Prevalence of Drug-Drug Interactions in Older Community-Dwelling Individuals: A Systematic Review and Meta-analysis

Affiliations
Meta-Analysis

Prevalence of Drug-Drug Interactions in Older Community-Dwelling Individuals: A Systematic Review and Meta-analysis

John E Hughes et al. Drugs Aging. 2023 Feb.

Abstract

Background: Drug-drug interactions (DDIs) can lead to medication-related harm, and the older population is at greatest risk. We conducted a systematic review and meta-analysis to estimate DDI prevalence and identify common DDIs in older community-dwelling adults.

Methods: PubMed and EMBASE were searched for observational studies published between 01/01/2010 and 10/05/2021 reporting DDI prevalence in community-dwelling individuals aged ≥ 65 years.
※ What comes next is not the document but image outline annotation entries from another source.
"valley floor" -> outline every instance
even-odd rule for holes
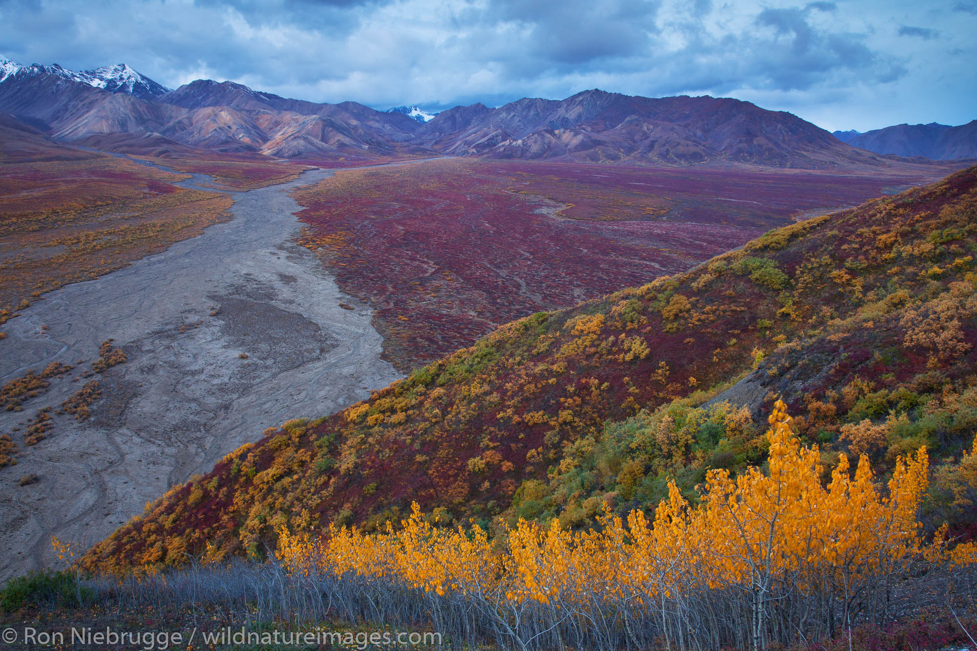
[[[48,293],[6,324],[3,382],[51,363],[75,368],[22,396],[23,411],[0,412],[0,432],[17,431],[21,447],[17,465],[0,469],[0,546],[11,550],[0,579],[49,565],[52,536],[102,540],[262,429],[331,413],[398,377],[379,358],[370,311],[292,241],[288,191],[329,174],[234,195],[230,223]],[[59,413],[93,381],[86,369],[107,339],[126,361],[95,377],[91,416]],[[24,447],[18,430],[45,408],[55,427]],[[19,486],[21,475],[38,479]]]

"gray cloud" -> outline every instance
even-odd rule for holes
[[[707,93],[864,129],[977,113],[975,14],[973,0],[0,0],[0,52],[379,108]]]
[[[936,38],[940,35],[936,29],[927,29],[926,27],[913,27],[908,24],[900,25],[899,27],[900,36],[918,36],[924,40],[929,40],[931,38]]]

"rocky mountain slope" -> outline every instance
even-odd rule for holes
[[[418,140],[455,155],[689,164],[728,160],[817,168],[872,162],[799,117],[712,97],[644,98],[600,90],[562,101],[445,111]]]
[[[447,154],[806,169],[892,164],[795,115],[732,99],[589,90],[498,108],[456,107],[424,121],[427,114],[409,109],[317,104],[230,81],[197,80],[167,91],[124,65],[71,72],[4,59],[0,74],[0,110],[64,141],[155,133],[214,152],[319,161]]]
[[[852,147],[897,156],[923,156],[933,160],[977,158],[977,120],[960,126],[947,124],[897,124],[859,133],[835,131]]]
[[[260,556],[281,528],[375,529],[415,500],[492,532],[584,527],[605,505],[653,507],[668,480],[694,498],[706,469],[762,462],[778,396],[828,457],[866,454],[884,475],[926,446],[945,464],[927,517],[965,532],[977,486],[953,468],[977,423],[975,234],[971,167],[527,316],[345,412],[266,431],[82,566]]]

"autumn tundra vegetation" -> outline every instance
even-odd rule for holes
[[[448,158],[341,170],[293,195],[300,242],[370,305],[385,359],[407,373],[526,315],[685,271],[798,211],[906,181]]]
[[[266,431],[52,590],[457,648],[971,644],[975,231],[971,167],[525,317]]]
[[[47,291],[124,267],[227,221],[233,200],[124,158],[5,160],[0,325]]]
Nursing home and inpatient hospital studies were excluded. Study quality was assessed using the Joanna Briggs Institute critical appraisal tool. Meta-analysis was performed using a random-effects model with logit transformation. Heterogeneity was evaluated using Cochran's Q and I2. DDI prevalence and 95% confidence intervals (CIs) are presented. All analyses were performed in R (version 4.1.2).
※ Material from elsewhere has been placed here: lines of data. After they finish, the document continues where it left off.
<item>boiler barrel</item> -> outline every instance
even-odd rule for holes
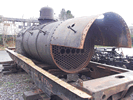
[[[101,15],[32,26],[17,37],[17,52],[76,73],[89,64],[94,45],[131,47],[125,21],[113,12]]]

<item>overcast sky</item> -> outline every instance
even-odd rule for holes
[[[58,16],[61,9],[71,10],[75,17],[115,12],[128,25],[133,24],[133,0],[1,0],[0,15],[14,18],[38,18],[41,7],[49,6]]]

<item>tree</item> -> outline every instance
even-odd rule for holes
[[[70,10],[65,11],[65,9],[63,8],[59,14],[59,19],[64,21],[70,18],[74,18],[74,16],[71,14]]]

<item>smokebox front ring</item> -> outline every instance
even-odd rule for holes
[[[86,67],[93,55],[94,45],[87,39],[83,49],[50,45],[51,56],[58,68],[67,73],[76,73]]]

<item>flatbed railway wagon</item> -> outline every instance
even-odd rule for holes
[[[121,16],[108,12],[57,21],[44,7],[39,22],[22,30],[16,49],[6,51],[51,100],[133,99],[132,70],[90,61],[94,45],[131,47]]]

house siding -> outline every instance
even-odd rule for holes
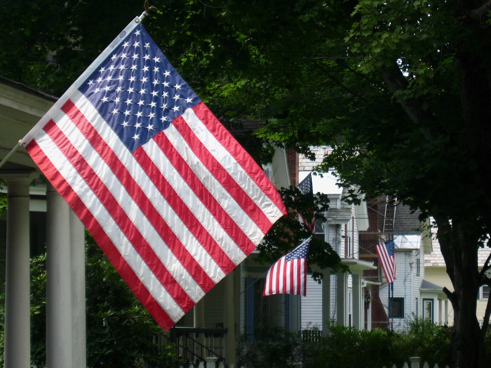
[[[322,286],[310,275],[307,277],[307,295],[301,299],[301,314],[302,330],[316,325],[322,329]]]

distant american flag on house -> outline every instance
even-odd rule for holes
[[[310,244],[309,238],[271,266],[266,275],[263,296],[273,294],[305,296],[307,256]]]
[[[377,254],[382,265],[383,273],[387,284],[394,282],[397,277],[396,274],[396,252],[395,245],[393,240],[381,243],[375,246]]]

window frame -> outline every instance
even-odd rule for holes
[[[392,309],[392,306],[391,305],[391,304],[394,301],[400,301],[401,302],[400,315],[394,315],[392,313],[393,310]],[[404,315],[405,301],[404,300],[404,298],[391,297],[389,299],[389,310],[390,311],[390,313],[389,314],[390,315],[389,316],[389,318],[405,318],[406,316]]]
[[[488,295],[488,297],[485,298],[484,297],[484,288],[486,287],[489,288],[490,287],[488,286],[488,285],[481,285],[479,287],[479,292],[478,293],[478,296],[479,297],[478,299],[479,299],[479,300],[487,300],[489,299],[489,295],[491,294],[491,288],[490,289],[490,293]]]
[[[425,306],[425,302],[430,302],[431,303],[431,323],[435,323],[435,299],[433,298],[423,298],[423,308],[421,308],[423,310],[423,314],[422,316],[423,317],[423,320],[426,320],[428,318],[425,318],[425,313],[426,313],[426,309]]]

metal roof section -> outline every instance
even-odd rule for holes
[[[442,287],[436,285],[429,281],[427,281],[426,280],[423,280],[421,282],[421,286],[419,288],[419,289],[422,291],[443,292],[443,288]]]

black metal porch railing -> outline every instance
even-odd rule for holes
[[[224,363],[223,337],[227,332],[226,328],[172,327],[167,333],[156,334],[154,342],[173,345],[176,359],[186,364],[197,364],[209,357]],[[204,335],[204,344],[195,340],[200,334]]]

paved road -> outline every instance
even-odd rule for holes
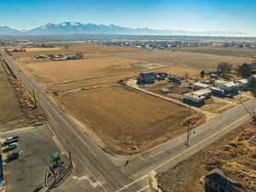
[[[4,53],[0,49],[2,55]],[[63,146],[68,148],[74,157],[76,170],[85,170],[93,179],[102,185],[96,191],[116,191],[122,186],[132,182],[123,174],[108,158],[102,150],[96,145],[87,135],[76,125],[56,104],[13,62],[12,59],[5,55],[6,61],[14,73],[20,77],[22,82],[31,91],[34,91],[43,108],[49,114],[52,122],[52,129]],[[137,191],[140,188],[133,185],[129,190]]]
[[[3,50],[0,49],[1,52]],[[68,141],[68,148],[73,154],[76,166],[74,174],[80,177],[70,178],[66,185],[61,186],[61,189],[56,189],[56,191],[70,191],[70,189],[76,189],[78,192],[149,191],[150,172],[166,171],[228,134],[247,119],[244,107],[238,105],[197,127],[195,130],[195,134],[189,140],[189,147],[184,145],[183,134],[143,154],[128,157],[130,163],[124,166],[127,157],[111,156],[103,152],[54,101],[20,72],[10,58],[8,60],[15,73],[20,76],[29,90],[34,90],[38,100],[51,119],[52,131],[64,147]],[[245,105],[250,110],[256,108],[256,100],[252,99],[245,102]],[[83,179],[90,182],[87,183]],[[87,184],[84,186],[83,183]]]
Results: There were 5144 unique articles identified. Thirty-three studies involving 17,011,291 community-dwelling individuals aged ≥ 65 years met inclusion criteria. Thirty-one studies reported DDI prevalence at the study-participant level, estimates ranged from 0.8% to 90.6%. The pooled DDI prevalence was 28.8% (95% CI 19.3-40.7), with significant heterogeneity (p < 0.10; I2 = 100%; tau2 = 2.13) largely explained by the different DDI identification methods. Therefore, 26 studies were qualitatively synthesised and seven studies were eligible for separate meta-analyses. In a meta-analysis of three studies (N = 1122) using Micromedex®, pooled DDI prevalence was 57.8% (95% CI 52.2-63.2; I2 = 69.6%, p < 0.01). In a meta-analysis of two studies (N = 809,113) using Lexi-Interact®, pooled DDI prevalence was 30.3% (95% CI 30.2-30.4; I2 = 6.8%). In a meta-analysis of two studies (N = 947) using the 2015 American Geriatrics Society Beers criteria®, pooled DDI prevalence was 16.6% (95% CI 5.6-40.2; I2 = 97.5%, p < 0.01). Common DDIs frequently involved cardiovascular drugs, including ACE inhibitor-potassium-sparing diuretic; amiodarone-digoxin; and amiodarone-warfarin.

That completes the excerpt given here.